Monthly Archives: January 2021

They Never Really Knew Him

Selfish and materialistic, that’s what they were.

Jesus fed a crowd of 5,000 men, plus women and children, with five loaves and two fishes. After this miracle, they wanted to seize Him by force and make Him king. They said, “This is the Prophet who is to come into the world!”

Jesus came to another conclusion: “Truly, truly I say to you, you are seeking me, not because you saw signs, but because you ate your fill of the loaves.” In other words, they viewed Jesus as a fellow with magical powers who would fulfill their material needs and desires, someone like Aladdin.

They based Jesus’ value to them on what they could get out of Him. They had no idea of who He really was. What they expected from Him was wrong.

Are we any different? Do we value Jesus for who He is, or for how He meets our expectations? Do we interest ourselves in His view of things or do we want Him to fulfill our agendas? We should not answer this question too quickly.

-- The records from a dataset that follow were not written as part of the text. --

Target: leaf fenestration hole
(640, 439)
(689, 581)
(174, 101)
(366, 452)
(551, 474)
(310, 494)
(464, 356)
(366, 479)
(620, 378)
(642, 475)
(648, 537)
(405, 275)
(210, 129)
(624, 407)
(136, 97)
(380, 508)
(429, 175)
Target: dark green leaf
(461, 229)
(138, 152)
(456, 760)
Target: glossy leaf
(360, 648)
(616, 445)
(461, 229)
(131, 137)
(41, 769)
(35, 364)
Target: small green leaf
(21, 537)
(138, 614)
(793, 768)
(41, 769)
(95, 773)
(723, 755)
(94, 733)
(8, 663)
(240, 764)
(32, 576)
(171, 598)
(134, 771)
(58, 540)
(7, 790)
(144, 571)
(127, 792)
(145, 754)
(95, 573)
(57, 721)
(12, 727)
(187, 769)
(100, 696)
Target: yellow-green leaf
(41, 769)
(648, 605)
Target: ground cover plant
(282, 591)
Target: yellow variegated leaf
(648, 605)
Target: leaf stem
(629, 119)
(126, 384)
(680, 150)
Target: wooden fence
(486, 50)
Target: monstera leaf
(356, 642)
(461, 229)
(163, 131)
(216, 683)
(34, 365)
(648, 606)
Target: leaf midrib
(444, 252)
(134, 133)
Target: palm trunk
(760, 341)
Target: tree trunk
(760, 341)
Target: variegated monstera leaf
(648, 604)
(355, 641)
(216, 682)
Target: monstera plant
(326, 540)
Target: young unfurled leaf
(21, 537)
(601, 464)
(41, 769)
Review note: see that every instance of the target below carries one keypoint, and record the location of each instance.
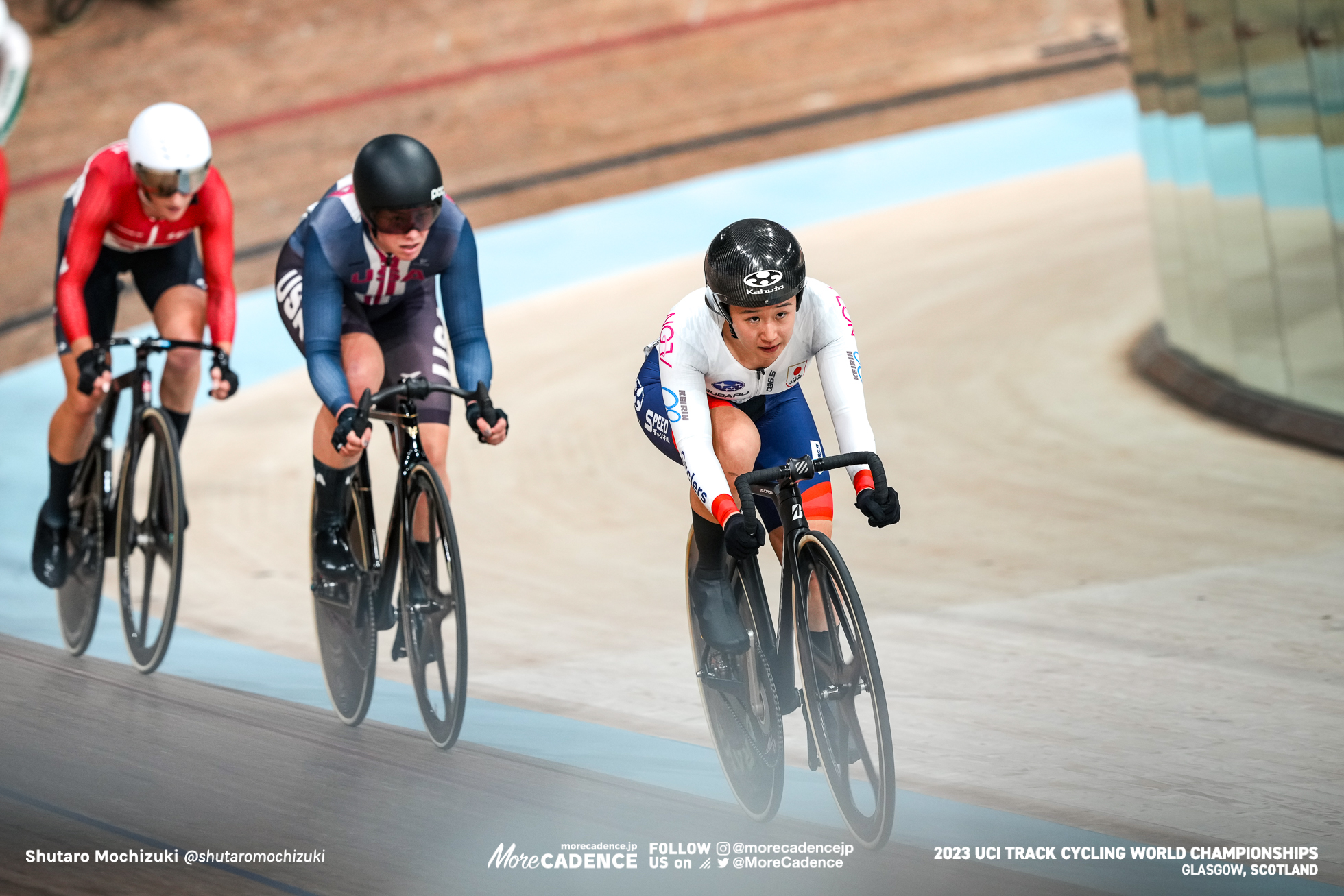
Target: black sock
(56, 512)
(821, 646)
(708, 540)
(179, 422)
(331, 494)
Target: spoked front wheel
(741, 701)
(78, 598)
(347, 638)
(149, 529)
(433, 606)
(841, 688)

At this writing, the US presidential election is not yet settled. Christians seem as divided over this matter as they were over slavery during the Civil War. A lot of hateful words and accusations go forth from Christians on both sides as they did long ago.

During that traumatic time, Abraham Lincoln said, “Both read the same Bible, and pray to the same God; each invokes His aid against the other…the prayers of both could not be answered; that of neither has been answered fully. The Almighty has His own purposes.”

Whoever wins in the end, whoever loses, lies in God’s will, and may take place for reasons that have nothing to do with why we voted as we did. We may believe we know God’s will in these things but may discover in eternity we knew nothing of what was going on. Jesus’ twelve disciples walked with Him for three years. They thought they knew Him, but in the end, after Jesus died and He did not meet their expectations, they discovered they never really knew Him.

All their expectations had to die. During that agonizing time, they hid out in the room where they ate their last meal together before the Jewish religious establishment seized Him and the Romans crucified Him.

Only after His resurrection and the coming of the Holy Spirit did it finally make sense to them. Only then did they truly come to know Him. First, they had to admit they were wrong. Only then could they emerge from behind locked doors and take their message to the world.

I am always amazed that a great evangelist like Billy Graham felt the need to confess his sins daily before the Lord. He credits his remarkable team for many times saving him from himself. If that was true about a great man like Billy Graham, what does that say about the rest of us?

These humbling experiences helped to make Billy Graham the outstanding evangelist he became.

Let us take these uncertain times to come to know Him more truly than we ever knew Him before. Let us humble ourselves and set aside all unworthy expectations. The more we know Him, the more clearly we will proclaim His Good News, not just our limited version of it.